HVC-Audio-Convert

HVC-Audio-Convert Base Models

Overview

These models serve as the foundational components for HVC-Audio-Convert (Soft-VC Voice Conversion), an advanced voice conversion framework that combines SoftVC feature extraction with the VITS (Conditional Variational Autoencoder with Adversarial Learning) architecture.

Key Features

  • High-quality voice conversion capabilities

  • Pre-trained on diverse vocal datasets

  • Supports cross-lingual voice conversion

  • Compatible with HVC-Audio-Convert v4.0 and newer

Technical Details

  • Architecture: Based on VITS (Conditional Variational Autoencoder)
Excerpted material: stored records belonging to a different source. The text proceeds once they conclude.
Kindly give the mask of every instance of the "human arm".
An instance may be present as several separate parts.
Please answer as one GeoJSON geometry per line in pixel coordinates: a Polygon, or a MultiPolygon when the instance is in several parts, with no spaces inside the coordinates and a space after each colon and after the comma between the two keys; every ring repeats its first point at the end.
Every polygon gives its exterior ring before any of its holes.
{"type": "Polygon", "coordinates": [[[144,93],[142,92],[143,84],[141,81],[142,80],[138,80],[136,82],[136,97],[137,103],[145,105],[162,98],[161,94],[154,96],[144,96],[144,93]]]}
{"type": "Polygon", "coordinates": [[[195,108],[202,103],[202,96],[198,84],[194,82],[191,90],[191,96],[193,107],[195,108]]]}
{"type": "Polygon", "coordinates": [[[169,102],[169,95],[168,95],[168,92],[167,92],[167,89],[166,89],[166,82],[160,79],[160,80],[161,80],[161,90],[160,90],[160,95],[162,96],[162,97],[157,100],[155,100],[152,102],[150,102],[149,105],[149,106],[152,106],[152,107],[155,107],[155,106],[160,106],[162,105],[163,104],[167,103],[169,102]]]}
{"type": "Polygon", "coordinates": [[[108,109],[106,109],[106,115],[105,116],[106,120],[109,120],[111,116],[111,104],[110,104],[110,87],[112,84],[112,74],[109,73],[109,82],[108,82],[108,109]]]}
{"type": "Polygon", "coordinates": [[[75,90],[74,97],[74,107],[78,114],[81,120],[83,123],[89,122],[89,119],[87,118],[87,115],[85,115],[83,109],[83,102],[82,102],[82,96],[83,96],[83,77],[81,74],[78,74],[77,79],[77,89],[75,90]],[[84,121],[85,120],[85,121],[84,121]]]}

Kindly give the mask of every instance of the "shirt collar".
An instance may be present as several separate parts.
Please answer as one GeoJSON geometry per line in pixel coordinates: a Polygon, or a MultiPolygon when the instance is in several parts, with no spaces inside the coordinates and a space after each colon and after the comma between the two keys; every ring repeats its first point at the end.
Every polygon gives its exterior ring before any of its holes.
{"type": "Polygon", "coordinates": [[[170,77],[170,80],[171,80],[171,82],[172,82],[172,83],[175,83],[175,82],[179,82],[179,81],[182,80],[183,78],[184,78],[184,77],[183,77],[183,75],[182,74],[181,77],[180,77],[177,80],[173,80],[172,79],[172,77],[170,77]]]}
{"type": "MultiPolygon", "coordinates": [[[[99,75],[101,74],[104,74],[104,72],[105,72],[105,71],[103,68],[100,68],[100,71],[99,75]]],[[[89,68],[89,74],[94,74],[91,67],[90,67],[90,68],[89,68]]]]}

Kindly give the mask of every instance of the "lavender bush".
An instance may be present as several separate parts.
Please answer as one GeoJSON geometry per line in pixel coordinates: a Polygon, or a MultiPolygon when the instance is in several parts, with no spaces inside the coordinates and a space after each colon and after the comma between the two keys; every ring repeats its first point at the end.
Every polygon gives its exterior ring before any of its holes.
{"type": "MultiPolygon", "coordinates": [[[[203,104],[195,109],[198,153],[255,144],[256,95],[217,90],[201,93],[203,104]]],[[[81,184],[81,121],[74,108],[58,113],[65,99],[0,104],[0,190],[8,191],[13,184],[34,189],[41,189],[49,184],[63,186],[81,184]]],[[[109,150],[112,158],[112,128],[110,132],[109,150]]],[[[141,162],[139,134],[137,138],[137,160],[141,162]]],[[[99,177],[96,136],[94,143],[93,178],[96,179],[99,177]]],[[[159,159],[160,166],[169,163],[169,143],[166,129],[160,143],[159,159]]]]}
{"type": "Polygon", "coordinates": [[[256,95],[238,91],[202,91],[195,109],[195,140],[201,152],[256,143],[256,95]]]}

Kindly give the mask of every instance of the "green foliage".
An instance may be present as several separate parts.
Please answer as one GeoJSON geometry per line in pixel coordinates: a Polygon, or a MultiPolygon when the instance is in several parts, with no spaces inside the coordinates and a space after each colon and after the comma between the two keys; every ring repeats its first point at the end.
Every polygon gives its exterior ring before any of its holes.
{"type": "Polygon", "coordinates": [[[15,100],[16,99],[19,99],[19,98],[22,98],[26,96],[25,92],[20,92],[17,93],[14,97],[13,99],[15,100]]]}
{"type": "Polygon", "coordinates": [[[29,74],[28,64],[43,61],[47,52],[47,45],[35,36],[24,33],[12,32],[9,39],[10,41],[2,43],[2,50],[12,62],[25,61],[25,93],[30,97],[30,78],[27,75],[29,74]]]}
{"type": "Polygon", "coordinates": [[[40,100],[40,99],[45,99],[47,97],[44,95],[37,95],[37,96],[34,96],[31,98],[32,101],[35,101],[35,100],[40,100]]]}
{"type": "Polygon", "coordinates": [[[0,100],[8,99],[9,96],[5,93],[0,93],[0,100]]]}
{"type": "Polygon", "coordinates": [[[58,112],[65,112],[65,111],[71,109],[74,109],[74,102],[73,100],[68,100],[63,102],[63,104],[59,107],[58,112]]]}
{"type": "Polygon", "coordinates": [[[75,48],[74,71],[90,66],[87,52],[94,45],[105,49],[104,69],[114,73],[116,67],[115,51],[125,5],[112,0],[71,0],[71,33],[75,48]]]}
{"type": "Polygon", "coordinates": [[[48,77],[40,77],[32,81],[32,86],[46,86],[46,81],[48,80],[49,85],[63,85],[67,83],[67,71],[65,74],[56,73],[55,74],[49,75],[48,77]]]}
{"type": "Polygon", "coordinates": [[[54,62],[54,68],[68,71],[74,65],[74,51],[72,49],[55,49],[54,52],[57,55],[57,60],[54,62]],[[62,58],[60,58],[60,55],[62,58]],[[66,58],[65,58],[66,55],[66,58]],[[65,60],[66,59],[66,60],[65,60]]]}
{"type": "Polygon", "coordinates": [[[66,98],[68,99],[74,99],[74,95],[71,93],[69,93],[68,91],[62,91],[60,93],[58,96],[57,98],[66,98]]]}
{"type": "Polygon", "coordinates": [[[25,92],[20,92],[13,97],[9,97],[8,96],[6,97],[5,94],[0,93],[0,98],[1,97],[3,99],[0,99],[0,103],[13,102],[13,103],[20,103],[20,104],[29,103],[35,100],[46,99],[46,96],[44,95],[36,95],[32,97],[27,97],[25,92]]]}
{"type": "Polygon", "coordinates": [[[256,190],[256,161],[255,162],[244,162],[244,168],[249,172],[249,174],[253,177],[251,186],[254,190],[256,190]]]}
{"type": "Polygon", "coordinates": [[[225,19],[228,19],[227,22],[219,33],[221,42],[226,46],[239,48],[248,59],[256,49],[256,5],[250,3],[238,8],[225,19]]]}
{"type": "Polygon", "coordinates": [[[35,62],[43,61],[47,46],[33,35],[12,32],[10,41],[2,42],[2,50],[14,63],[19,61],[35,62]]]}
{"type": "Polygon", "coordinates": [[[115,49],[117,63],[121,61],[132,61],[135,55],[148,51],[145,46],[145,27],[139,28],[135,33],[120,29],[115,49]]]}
  • Feature Extraction: Hibernates content encoder

  • Training Data: Curated multi-speaker datasets

  • Model Format: PyTorch checkpoints

Usage

  1. Download the desired base model

  2. Use with HVC-Audio-Convert framework

  3. Fine-tune on target voice data

  4. Perform voice conversion

Requirements

  • HVC-Audio-Convert framework

  • Python 3.8+

  • PyTorch 1.13.0+

  • CUDA compatible GPU (recommended)

License

This project is licensed under the Apache License 2.0 - see the LICENSE file for details.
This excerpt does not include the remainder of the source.